I always thought he would die quick. The images filled my nightmares- Jason crumbling to the ground over and over because of a bullet he didn't see coming. Other times I would see flames, bright orange life stealing flames from a bomb that destroyed his car or home.
I wondered sometimes, when I woke up, if these were the same pictures that dotted Sonny's dreams. Did he think that fate would come to himself ?
And I wondered, back when I was still his wife, why I never had those nightmares about Sonny dying.
No, that's a lie. I knew why it was only Jason I saw. I always knew it would be him leaving me that would make my life almost not worth living anymore.
As I enter the room where he spends most of his time now and see him laying on the bed, so frail, his body a fragment of what it once was, I find myself feeling grateful to the women who have loved him in the past.
I am grateful to Sam because she was with him when the first brain tumor struck. She watched him fading away then, as I have this time. I worried during the first brain tumor but I never felt like this...this knowing that Jason could not beat it.

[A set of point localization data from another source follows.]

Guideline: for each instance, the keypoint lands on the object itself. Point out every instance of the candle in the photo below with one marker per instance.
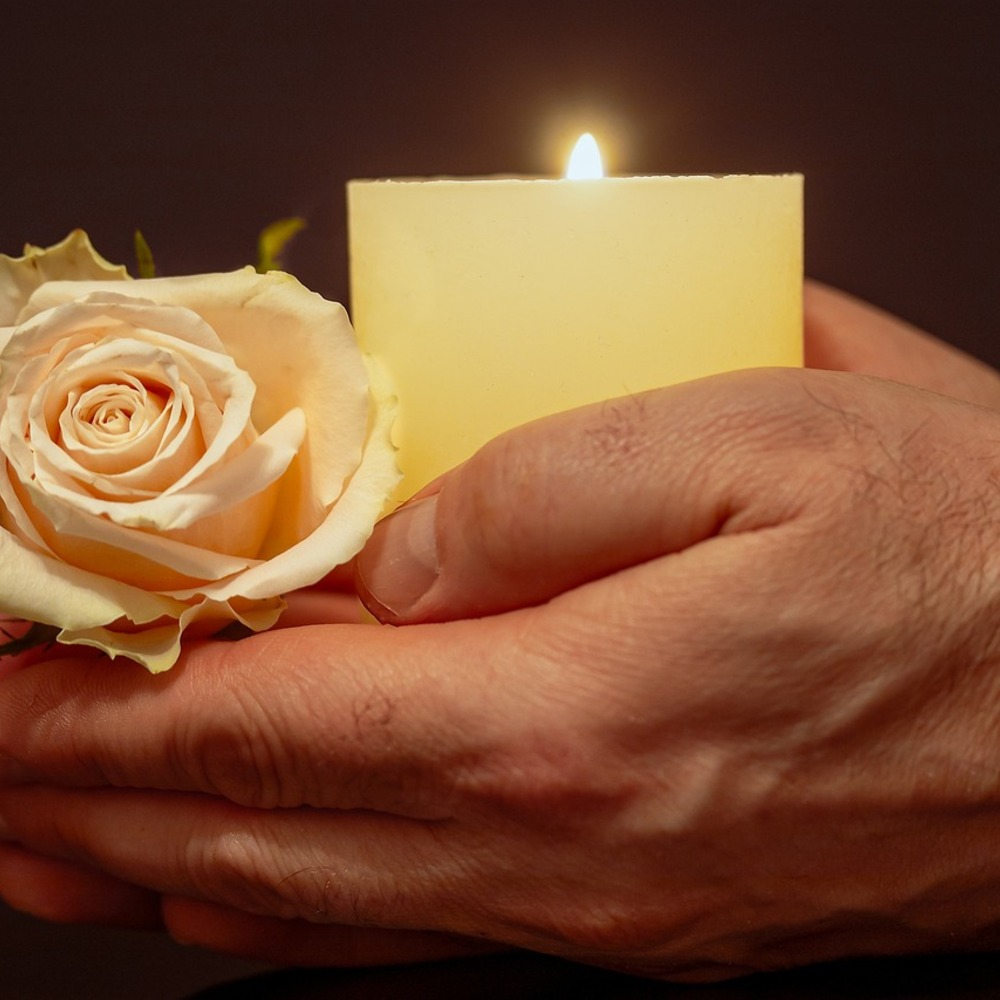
(498, 300)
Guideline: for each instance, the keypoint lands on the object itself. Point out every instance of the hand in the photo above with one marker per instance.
(751, 727)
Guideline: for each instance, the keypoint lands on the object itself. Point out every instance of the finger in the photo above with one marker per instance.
(342, 715)
(318, 606)
(63, 892)
(575, 497)
(352, 868)
(845, 334)
(302, 943)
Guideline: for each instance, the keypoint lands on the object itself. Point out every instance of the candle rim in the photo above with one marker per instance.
(543, 178)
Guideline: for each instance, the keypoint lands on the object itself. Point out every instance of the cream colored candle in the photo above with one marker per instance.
(492, 302)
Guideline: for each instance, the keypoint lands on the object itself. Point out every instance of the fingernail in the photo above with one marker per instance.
(400, 562)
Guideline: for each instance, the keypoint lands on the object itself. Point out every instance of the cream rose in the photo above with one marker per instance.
(176, 449)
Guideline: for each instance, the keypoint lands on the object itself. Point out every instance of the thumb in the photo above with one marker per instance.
(569, 499)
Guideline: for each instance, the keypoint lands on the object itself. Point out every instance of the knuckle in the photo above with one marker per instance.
(238, 754)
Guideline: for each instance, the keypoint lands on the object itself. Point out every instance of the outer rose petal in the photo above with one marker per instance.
(73, 259)
(39, 588)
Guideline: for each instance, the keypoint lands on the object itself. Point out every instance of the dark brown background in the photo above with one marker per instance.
(201, 122)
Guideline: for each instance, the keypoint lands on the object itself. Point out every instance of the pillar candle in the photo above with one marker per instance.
(495, 301)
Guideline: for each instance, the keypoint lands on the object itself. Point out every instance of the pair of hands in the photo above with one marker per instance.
(691, 684)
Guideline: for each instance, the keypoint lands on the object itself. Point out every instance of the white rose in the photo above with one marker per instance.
(178, 450)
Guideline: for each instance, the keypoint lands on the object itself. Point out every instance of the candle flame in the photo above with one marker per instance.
(585, 161)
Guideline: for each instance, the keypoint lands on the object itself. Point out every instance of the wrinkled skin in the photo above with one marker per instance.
(707, 681)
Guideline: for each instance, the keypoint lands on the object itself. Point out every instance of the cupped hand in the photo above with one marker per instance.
(729, 702)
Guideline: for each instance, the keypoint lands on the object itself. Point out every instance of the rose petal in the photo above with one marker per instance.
(36, 587)
(157, 648)
(74, 258)
(346, 529)
(256, 316)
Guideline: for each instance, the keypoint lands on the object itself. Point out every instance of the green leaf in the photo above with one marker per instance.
(144, 257)
(273, 240)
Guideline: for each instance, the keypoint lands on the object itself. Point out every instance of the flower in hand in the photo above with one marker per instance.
(176, 450)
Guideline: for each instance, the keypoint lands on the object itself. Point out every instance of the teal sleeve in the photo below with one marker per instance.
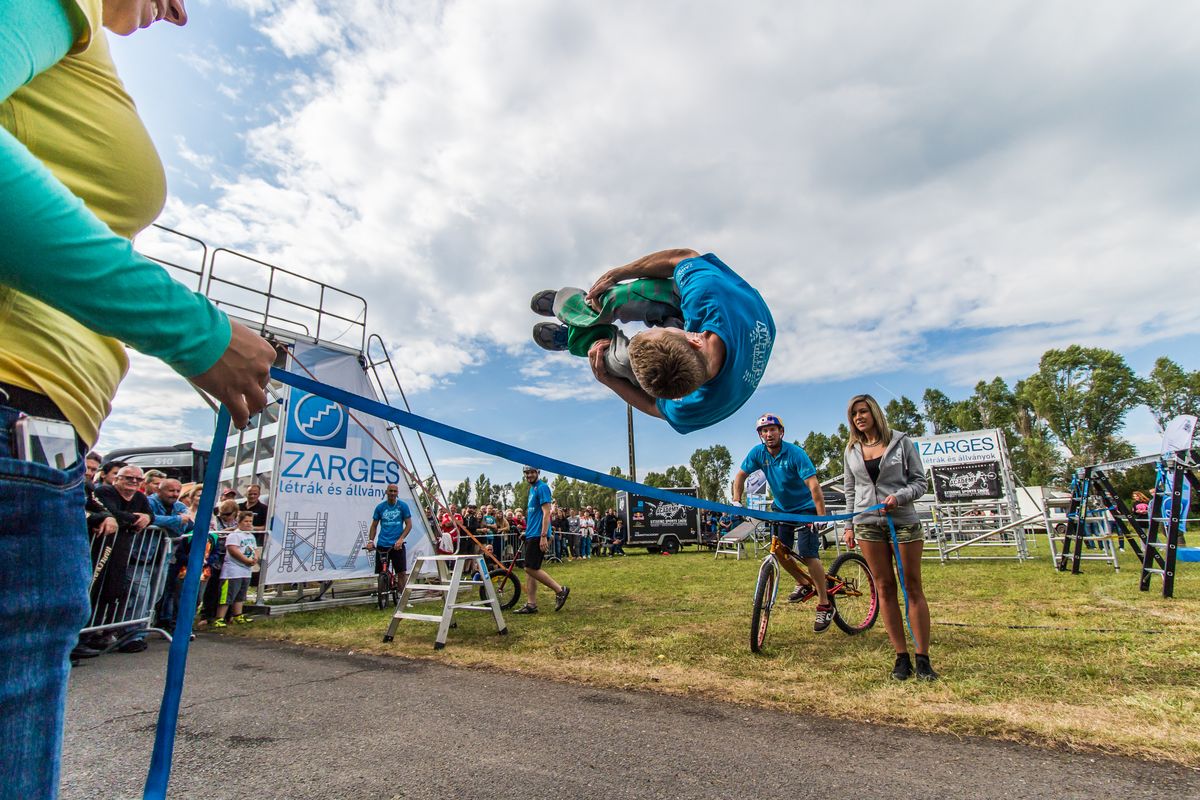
(53, 248)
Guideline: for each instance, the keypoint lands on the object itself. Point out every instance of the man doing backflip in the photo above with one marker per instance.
(793, 481)
(702, 358)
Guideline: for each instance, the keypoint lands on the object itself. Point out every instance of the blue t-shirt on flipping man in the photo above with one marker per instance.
(785, 474)
(714, 298)
(539, 493)
(391, 522)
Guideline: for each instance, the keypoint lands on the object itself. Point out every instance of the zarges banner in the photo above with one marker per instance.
(330, 475)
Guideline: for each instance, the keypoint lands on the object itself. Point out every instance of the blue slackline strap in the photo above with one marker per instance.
(168, 713)
(510, 452)
(177, 660)
(904, 589)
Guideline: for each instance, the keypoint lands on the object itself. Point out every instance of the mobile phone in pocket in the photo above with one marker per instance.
(46, 441)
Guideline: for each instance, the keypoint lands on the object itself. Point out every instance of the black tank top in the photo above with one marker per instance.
(873, 468)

I am grateful to Robin because she helped to get him the drug that gave him back more time. That drug gave him hope that it wouldn't end like this. But when this tumor came back again there was nothing she could do. Though, like everyone who loves him, like me, Robin tried desperately to find a way to keep him here.
I am grateful to Liz because she has been his private nurse in these last few months, as the time dwindles away to only hours, or maybe...dear God, help me...maybeless.

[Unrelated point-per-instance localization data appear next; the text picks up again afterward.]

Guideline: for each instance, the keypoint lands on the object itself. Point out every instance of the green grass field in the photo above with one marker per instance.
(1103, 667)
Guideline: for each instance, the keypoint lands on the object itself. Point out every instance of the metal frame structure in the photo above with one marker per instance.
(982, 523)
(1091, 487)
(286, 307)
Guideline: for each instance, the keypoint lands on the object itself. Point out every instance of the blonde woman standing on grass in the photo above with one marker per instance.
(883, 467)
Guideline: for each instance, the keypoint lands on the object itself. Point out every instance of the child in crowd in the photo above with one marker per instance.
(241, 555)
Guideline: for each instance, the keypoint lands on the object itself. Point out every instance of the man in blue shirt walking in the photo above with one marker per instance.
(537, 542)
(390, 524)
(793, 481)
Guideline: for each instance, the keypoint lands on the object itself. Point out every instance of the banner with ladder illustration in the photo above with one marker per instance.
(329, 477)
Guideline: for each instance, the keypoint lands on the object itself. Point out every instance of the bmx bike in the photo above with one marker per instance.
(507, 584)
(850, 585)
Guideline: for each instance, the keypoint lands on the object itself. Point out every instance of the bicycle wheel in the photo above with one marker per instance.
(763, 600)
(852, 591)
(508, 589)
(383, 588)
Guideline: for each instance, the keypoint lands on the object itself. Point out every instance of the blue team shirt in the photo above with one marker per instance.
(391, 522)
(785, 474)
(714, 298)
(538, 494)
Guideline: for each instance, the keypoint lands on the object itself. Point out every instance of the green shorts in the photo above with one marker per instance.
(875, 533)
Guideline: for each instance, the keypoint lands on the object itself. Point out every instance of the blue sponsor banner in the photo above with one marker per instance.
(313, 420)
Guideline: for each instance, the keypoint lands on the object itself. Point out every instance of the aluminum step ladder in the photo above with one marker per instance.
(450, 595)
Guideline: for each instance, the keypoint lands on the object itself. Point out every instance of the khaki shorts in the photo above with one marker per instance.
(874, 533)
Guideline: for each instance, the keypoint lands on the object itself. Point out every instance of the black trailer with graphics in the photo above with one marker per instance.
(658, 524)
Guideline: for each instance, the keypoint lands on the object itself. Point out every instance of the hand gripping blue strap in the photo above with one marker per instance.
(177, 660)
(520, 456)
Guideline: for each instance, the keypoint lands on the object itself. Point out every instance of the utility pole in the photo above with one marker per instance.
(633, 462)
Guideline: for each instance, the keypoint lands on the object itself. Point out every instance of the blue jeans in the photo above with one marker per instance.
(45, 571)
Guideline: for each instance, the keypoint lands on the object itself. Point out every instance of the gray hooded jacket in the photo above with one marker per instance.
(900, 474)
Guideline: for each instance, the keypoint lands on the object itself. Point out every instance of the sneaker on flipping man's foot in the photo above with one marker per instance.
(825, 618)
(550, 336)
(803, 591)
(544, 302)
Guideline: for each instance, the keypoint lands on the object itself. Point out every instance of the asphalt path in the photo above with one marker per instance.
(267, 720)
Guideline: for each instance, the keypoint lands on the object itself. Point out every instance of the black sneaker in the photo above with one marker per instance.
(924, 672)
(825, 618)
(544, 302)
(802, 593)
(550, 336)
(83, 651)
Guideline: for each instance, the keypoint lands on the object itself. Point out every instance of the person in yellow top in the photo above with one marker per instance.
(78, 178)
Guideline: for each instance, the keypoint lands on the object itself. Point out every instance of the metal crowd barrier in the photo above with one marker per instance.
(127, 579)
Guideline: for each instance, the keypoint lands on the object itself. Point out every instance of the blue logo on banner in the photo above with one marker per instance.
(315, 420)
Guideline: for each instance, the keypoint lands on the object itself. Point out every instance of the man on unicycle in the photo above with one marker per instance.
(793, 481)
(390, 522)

Liz straightens from leaning over him, I can hear some whispered words but don't try to make them out. She passes by me and leaves quietly.
Jason's fingers move slightly on the blanket, lift a millimeter. He is saying hello to me.
I sit on the bed and brush his hair away from his eyes. They are sunken into his pale face. So unlike my gorgeous Jason of the past; there was never anyone who looked so good in a motorcycle jacket or in nothing at all. There was never another man like him, not in my world at least. Not in the whole world, I suspect.
"Hey," he says with a small smile. His voice in weak now. I'm glad he is home with me for this. He insisted on not staying at the hospital and I couldn't have been happier when he said he would allow me to stay at the Penthouse with him.
I know he didn't want me to see this. Hell, I didn't want to see this. But I would never miss this either. I am his for as long as he has and then...
I push away the image of me alone. I am not alone right now. And now is all that can matter in this moment.
A long breath escapes my lips. I have to do this right, perfect, Jason deserves that.
"Hey, Jase."
We have talked about it all already. About the time I got drunk in that drinking contest. About the time he gave me rings to replace the ones A.J. put on my finger. About the times we bet 20 bucks. About Micheal and Morgan and us.
We
haven't spoken about wishes though. Neither of us will say I
wish I could have married you. I wish I would have said
something that made it all different. I wish there was a
chance to still do that.
Jason and I know these things lay between us always but there is not time for wishes anymore. His strength will give out soon and it must be saved for only the most important words.
"It was good... wasn't it..my life?" he asks me now. His words are faint but I can hear him, feel him as strong as ever. I take his hand, and even now, it shocks me how cold it is.
" And ...me and you...Carly..." his breathing is ragged. I want to tell him to stop trying to talk but I love the sound of his voice and soon it will be gone. I am selfish to the end because I allow him to struggle to say these last few things. "You and me... were the...best."
"Yeah, Jase, it was great and we were the best. The best ever." I lay my head on his chest. I can not bare to see this.
He is the one who makes me strong and now I must summon my memories of his holding me up in the past so I can do this on my own. So I can be here for the end.